One of the most surprising findings in our laboratory in recent years is that apoptotic DNA degradation or the generation of TUNEL-positive cells takes place in vivo in mice that are deficient in the CAD system. This and the identification of Nuc-1 as a DNase II-homolog by Wu et al.71 clarified the role for DNase II in digesting the DNA of apoptotic cells in macrophages. In C. elegans, Nuc-1 works in a Ced-3 (caspase)-dependent manner.71 Macrophages engulf only apoptotic cells by recognizing phosphatidylserine that is exposed on the cell surface in a caspase-dependent manner.7 In this regard, DNase II in macrophages also works in a caspase-dependent manner in the apoptotic process. In addition to DNase II, lysosomes contain abundant proteases that can digest the proteins of the phagocytosed apoptotic cells. Thus, the DNA of the engulfed apoptotic cells will be completely digested into nucleotides by DNase II in lysosomes.97 We recently established Drosophila mutants lacking both CAD and DNase II.105 In the CAD single mutant, there was no accumulation of DNA in embryonal tissues. In contrast, in the DNase II mutant, fragmented DNA accumulated in macrophages, and in the double mutant for the CAD and DNase II genes, large, probably intact, chromosomal DNA accumulated in macrophages. These results support the two-step model for apoptotic DNA degradation.

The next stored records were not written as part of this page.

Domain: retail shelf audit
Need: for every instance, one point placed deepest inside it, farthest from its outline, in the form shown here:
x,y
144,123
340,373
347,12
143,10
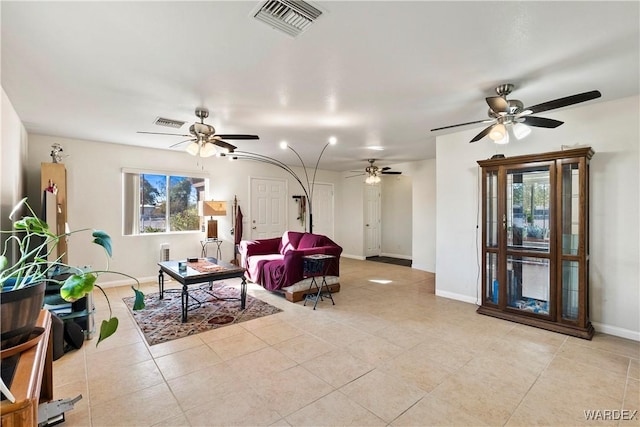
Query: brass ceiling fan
x,y
510,115
203,140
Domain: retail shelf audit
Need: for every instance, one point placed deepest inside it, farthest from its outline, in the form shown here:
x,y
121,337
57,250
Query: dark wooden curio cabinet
x,y
535,250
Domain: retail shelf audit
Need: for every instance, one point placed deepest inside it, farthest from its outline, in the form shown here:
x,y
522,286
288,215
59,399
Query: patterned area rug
x,y
160,321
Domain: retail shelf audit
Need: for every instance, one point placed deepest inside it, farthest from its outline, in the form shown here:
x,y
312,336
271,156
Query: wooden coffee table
x,y
203,271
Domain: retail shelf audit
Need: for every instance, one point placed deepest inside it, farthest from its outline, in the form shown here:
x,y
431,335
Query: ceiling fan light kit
x,y
204,140
510,115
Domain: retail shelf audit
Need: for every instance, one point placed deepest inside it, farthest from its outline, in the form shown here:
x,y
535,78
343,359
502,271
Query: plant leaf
x,y
103,239
107,328
138,304
77,286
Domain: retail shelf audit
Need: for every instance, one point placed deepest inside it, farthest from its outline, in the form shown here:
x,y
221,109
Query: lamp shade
x,y
214,208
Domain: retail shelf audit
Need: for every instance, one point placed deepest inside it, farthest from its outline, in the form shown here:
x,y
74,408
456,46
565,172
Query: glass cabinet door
x,y
570,227
528,272
535,240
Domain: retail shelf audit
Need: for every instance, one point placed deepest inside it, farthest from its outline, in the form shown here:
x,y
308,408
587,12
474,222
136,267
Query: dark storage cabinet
x,y
535,251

DNA is an immunogenic molecule, and activates immune responses.98 If the DNA of apoptotic cells is left undigested, it may have adverse effects on the homeostasis of animals, as found in DNase I-null mice.21 The accumulation of undigested DNA in various tissues in DNase II-null mice but not CAD-deficient mice suggests that DNA degradation in macrophages may play a more vital role than CAD-mediated DNA degradation. If so, why have cells evolved an elaborate system to degrade chromosomal DNA by themselves? This system is dispensable for cells to die, and it is not necessary for phagocytes to engulf dying cells. During development, apoptotic cells are recognized by phagocytes at a very early stage, when no apparent morphological change or DNA fragmentation has occurred.99,100 Once apoptotic cells present an ‘eat me’ signal, phagocytes can degrade the proteins and DNA of apoptotic cells, and may actively kill the cells.101,102 In this regard, the role of caspases may be just to present the ‘eat me’ signal to phagocytes. It is not clear to us, however, why caspases cleave so many cellular proteins, and CAD cleaves the chromosomal DNA if phagocytes can do the job. On the other hand, in pathological settings such as inflammation, ischemia, and acute infection, a large load of apoptotic cells may exceed the local phagocytic clearance capacity. In these situations, cell-autonomous degradation of chromosomal DNA by CAD, and the cleavage of cellular proteins by caspases may be more beneficial for organisms than releasing intact DNA or proteins into the circulation. We hope that in the near future, we will have a clearer picture of the role of DNA degradation in mammalian homeostasis and in various human diseases.